One afternoon, at the end of summer, he was pondering these things as he was riding toward the city. In the oblique rays of the sun the industrious bees, searching out the wild flowers, glistened like golden buttons. The vintagers were singing in the vineyards, stooping over their baskets. Actæon saw one of the slaves whom Sónnica kept in her warehouses in Saguntum come running from the direction of the city.

He stopped panting before Actæon. He was almost speechless from fatigue, and his broken words revealed his alarm. Hannibal was coming from the direction of Sætabis! The people from the country were crowding into the city in terror, driving their flocks before them. They had not seen the invader but they ran, horrified by the tales of the fugitives who were fleeing from the frontiers of the Saguntine territory. The Carthaginians had crossed the border; they were people of ferocious aspect, who bore strange arms, who looted the villages, and set them on fire. He was running to tell his mistress that she might take refuge in the city.

He rushed on toward Sónnica's villa. The Greek hesitated a moment; he deliberated whether he should go back in search of his beloved, but he ended by setting out on a gallop toward the city, and as he neared it, he rode at full speed around the walls. He went for a look at the highway from the mountains which gave Saguntum communication with the towns by a branch which led to Sætatis and Denia. As he approached he began to meet the refugees of whom the slave had told him.

They flooded the road like an inundation. The flocks and herds were bleating and lowing under the lash, crowding in between the wagons; women were running, carrying great bundles on their heads, and dragging along the children clutching at the folds of their tunics; boys were driving horses laden with furniture and clothing thrown together haphazard in the precipitation of flight, and ewes leaped to the sides of the road to escape the wheels which, catching their dragging fleece, almost crushed them.

The Greek, riding into the stream of fugitives, opened passage with his horse through the seething wave of wagons and animals, rustics and slaves, in which people of different towns were confusedly mingled, while members of scattered families were calling to one another desperately through the clouds of dust.

The fleeing multitude was clearing away. Actæon was beginning to meet the stragglers; poor old women traveling with vacillating step, bearing on their shoulders some lamb which constituted their entire fortune; old men crushed by the weight of pots and clothing; sick people dragging themselves along by the aid of a staff; abandoned animals wandering among the olive trees near the highway, that suddenly darted forward at full speed through the fields as if scenting their masters; children seated on a stone weeping, abandoned by their kindred.
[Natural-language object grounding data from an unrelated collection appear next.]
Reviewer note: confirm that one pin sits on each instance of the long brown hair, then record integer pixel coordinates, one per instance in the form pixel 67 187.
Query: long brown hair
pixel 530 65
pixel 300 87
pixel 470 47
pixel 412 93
Soon the road was empty. The last of the refugees were left behind, and Actæon saw before him only the narrow tongue of red earth winding along the mountain slopes, without a solitary being to break the monotony of the road with his shadow.

The gallop of his horse resounded like distant thunder through the profound silence. It seemed as if Nature had expired as she guessed the approach of war. Even the ancient trees, the twisted olives which had stood for centuries, the great fig trees which rose like green cupolas against the mountain slopes, remained motionless, as if terrified at the approach of that something which caused the people to abandon their homes and to flee into the city.